Origine ? District de Kampot, au sud du pays, enclavé entre les montagnes des Eléphants et le Golfe de Birmanie (la région est d'ailleurs superbe et préservée ... un joli détour si vous devez voyager dans la région). Le poivre de Kampot, une appellation ancienne et célèbre pour les amateurs, va être le premier produit du Cambodge à bénéficier d'une IGP (Indication Géographique Contrôlée) : les « faux » poivres du Kampot sont en effet fréquents, même au Cambodge. Ce sont des poivres du pays cultivés avec moins de soin, ou de grosses productions « standard » du Vietnam voisin ...
Caractéristiques ? Le poivrier cultivé est de la variété Phnom Pon, à feuilles larges. Les fermiers de Kampot ont l'expérience de plusieurs générations dans la culture du poivre, la qualité obtenue est une combinaison de méthodes traditionnelles et des plus modernes. Les poivriers s'enroulent autour de tuteurs de bois mort, installés sur un terre-plein de terre surélevée pour un meilleur écoulement des eaux de pluie.
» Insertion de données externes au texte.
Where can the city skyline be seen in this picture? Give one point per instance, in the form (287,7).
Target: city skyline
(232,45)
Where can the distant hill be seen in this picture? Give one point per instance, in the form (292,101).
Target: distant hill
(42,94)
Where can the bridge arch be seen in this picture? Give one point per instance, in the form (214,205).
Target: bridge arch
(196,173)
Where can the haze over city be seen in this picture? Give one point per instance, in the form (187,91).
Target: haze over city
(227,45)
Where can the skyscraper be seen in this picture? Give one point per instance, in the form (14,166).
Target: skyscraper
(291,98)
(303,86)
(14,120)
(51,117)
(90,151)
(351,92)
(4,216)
La cueillette pour le poivre noir a lieu quelques semaines avant maturité. On la sèche au soleil, puis les grains sont nettoyés et triés manuellement, pour enlever tout grain abimé. Quasiment toutes les tâches sont encore manuelles.
La récolte que nous proposons pour Kampot est toujours la campagne de printemps (de mars à juin), celle de fin d'année est d'une qualité moins intéressante. La récolte 2009 était déja très réussie, la récolte 2010 est encore meilleure, on frise l'exceptionnel !
En cuisine ? Un joli poivre de "tous les jours", très parfumé, piquant sans excès , long et persistant en bouche. Pour toutes les viandes, en particulier les rôyis de viandes blanches et de volailles, mais aussi les légumes en purée et toutes associations avec l'huile d'olive.
Conseils d'utilisation : Le poivre, même s'il peut se conserver entier des années (à l'abri de l'air et de l'humidité bien sûr), est éphémère lorsqu'il est concassé, broyé ou moulu. A ajouter uniquement en fin de cuisson, et à table pour rectifier l'assaisonnement.
Espace professionnel : vous êtes intéressé par cette épice pour votre activité de restauration ou d'épicerie fine, ou pour vos cadeaux d'affaires? N'hésitez pas à nous contacter pro@lepiceriedebruno.com
Pour les curieux ... « Le poivre à Kampot : une histoire tourmentée, vers un "happy end"? «
La culture intensive du poivre au Cambodge remonte à la fin du 19ème siècle, et pris son essor au début du 20ème siècle, notamment grâce à des conditions douanières favorables en France pours les "poivres d'Indochine". La production atteignit son pic au début des années 1960, le poivre de Kampot étant alors reconnu par les grands chefs comme l'un des meilleurs au monde.
L'instabilité politique, la Guerre du Vietnam puis enfin la prise du pouvoir par les khmères rouges déstabilisèrent l'agriculture locale, notamment celle du poivre, assurée par des milliers de petites exploitations et fortement tournée vers l'exportation. Les massacres perpétués à la fin des années 1970 portèrent un coup de grâce à l'agriculture poivrière.
La production est repartie progressivement depuis une dizaine d'années, avec l'aide notamment d'une ONG dirigée par un français, Jérôme Benezech qui adapte les modes de culture et de traitement, qui restent traditionnels, aux standards internationaux en matière de suivi des récoltes et de sélection des produits finis. Le niveau de vie et d'éducation progresse dans le district, c'est très bien.
La production de poivre de Kampot est toutefois limitée et devrait le rester, compte-tenu des petites surfaces cultivées et des modes de culture traditionnels qui sont conservés, chose rare dans la région ... Le poivre de Kampot ne doit pas être confondu avec d'autres poivres du Cambodge ou la production de masse du voisin vietnamien (1er producteur mondial), de qualité moindre. Du faux "Poivre de Kampot" est donc vendu localement et à l'export ... Nous nous achetons celui de la coopérative!